Give the structural effects of end-range mobilisation

Answer 43

-Stress collagen tissues:
Stimulates collagen synthesis
Collagen laid down parallel to lines of stress- strong in the ‘right’ direction
Creep and stress relaxation occur with sustained stretch
Plastic deforamtion may occur in ‘windown of opportunity’

Question 44

List the effects of static stretching

Answer 44

-Regular static stretching increases the max joint ROM
-Mechansim is debateable
-Increased stretch tolerance
-Little/no changes in tensile properties of muscle tissue
-Suitable for home exercises

Question 45

List the effects of dynamic stretching

Answer 45

-Similar effects to static stretching (increased max joint ROM, increased stretch tolerance)
-Not reccommended in patient population due to risk of reinjury

Question 46

GIve effects of propriceptive neuromuscular facilitation

Answer 46

-Contract/relax technique of the antagonist
-Maximal relaxion follows maximal contraction
-Increases the maximum joint ROM
-Increased stretch tolerance
-Little/no changes in tensile properties of muscle tissue
-Similar/more effective than static stretching

Question 47

Give features of a mobilising programme

Answer 47

-Through range
-End-rabge
-Sustained holds
-Frequent, needs to be done regularly by patient away from therapy sessions
-Easy to move into that plane of movement : patient in gravity-assisted/counterbalanced position

Question 48

Which rules/laws need to be considered in mobilisation programmes?

Answer 48

-Minimise inertia, continuous movements (newtons 1st law)
-Maximise momentum: large amplitude, speed up, long lever arm (newtons 2nd law)
-Minimise friction (newtons 3rd law)

Question 49

State newton’s first law of motion

Answer 49

Newton’s First Law of Motion states that an object in motion tends to stay in motion unless an external force acts upon it.
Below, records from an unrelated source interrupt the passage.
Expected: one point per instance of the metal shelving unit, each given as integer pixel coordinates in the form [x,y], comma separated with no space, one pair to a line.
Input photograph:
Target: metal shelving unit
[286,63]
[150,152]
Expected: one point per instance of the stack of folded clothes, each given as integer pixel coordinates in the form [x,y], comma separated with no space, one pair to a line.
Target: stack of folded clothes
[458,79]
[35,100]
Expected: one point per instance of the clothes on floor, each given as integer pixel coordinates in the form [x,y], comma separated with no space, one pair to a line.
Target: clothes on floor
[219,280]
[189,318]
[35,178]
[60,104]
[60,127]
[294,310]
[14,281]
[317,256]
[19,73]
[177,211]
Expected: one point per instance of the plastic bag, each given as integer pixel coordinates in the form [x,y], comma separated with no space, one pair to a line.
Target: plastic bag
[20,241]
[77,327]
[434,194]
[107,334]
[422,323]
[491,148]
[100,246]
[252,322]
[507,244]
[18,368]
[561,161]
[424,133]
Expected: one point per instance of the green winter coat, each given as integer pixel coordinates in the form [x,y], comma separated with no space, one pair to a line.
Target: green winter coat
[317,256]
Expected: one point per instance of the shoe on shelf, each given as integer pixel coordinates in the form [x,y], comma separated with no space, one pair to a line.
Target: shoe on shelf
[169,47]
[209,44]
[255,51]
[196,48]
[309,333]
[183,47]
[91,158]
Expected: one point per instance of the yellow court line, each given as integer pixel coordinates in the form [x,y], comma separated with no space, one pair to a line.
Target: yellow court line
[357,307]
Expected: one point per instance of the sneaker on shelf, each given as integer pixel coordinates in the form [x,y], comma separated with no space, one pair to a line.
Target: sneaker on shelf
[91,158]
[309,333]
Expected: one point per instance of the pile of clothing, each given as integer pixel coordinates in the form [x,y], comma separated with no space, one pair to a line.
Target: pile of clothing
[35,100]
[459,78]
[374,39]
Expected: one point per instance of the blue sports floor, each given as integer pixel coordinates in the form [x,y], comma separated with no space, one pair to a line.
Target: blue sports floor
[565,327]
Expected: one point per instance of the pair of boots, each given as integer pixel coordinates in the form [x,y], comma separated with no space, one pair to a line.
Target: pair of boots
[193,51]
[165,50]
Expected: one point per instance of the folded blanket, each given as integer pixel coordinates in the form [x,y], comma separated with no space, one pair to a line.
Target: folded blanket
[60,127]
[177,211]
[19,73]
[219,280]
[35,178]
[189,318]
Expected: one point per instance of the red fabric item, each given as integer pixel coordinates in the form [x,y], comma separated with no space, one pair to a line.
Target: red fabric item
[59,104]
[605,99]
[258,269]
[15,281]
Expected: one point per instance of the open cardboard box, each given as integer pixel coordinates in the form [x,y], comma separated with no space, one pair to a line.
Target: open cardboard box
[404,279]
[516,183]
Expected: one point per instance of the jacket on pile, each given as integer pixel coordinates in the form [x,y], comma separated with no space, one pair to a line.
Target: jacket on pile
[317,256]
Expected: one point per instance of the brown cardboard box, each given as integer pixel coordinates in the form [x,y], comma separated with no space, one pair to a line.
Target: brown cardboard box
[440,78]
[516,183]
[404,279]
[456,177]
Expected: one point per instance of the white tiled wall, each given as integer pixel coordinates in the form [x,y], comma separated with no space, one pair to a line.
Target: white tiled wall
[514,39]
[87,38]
Similarly, if the object is at rest, it will remain at rest unless an unbalanced force acts upon it. Newton’s First Law of Motion is also known as the Law of Inertia.

Question 50

State newtons second law of motion

Answer 50

Newton’s Second Law of Motion states that when a force acts on an object, it will cause the object to accelerate. The larger the mass of the object, the greater the force will need to be to cause it to accelerate. This Law may be written as force = mass x acceleration

Question 51

State newstons thrid law of motion

Answer 51

Newton’s Third Law of Motion states that for every action, there is an equal and opposite reaction. What this means is that pushing on an object causes that object to push back against you, the exact same amount, but in the opposite direction.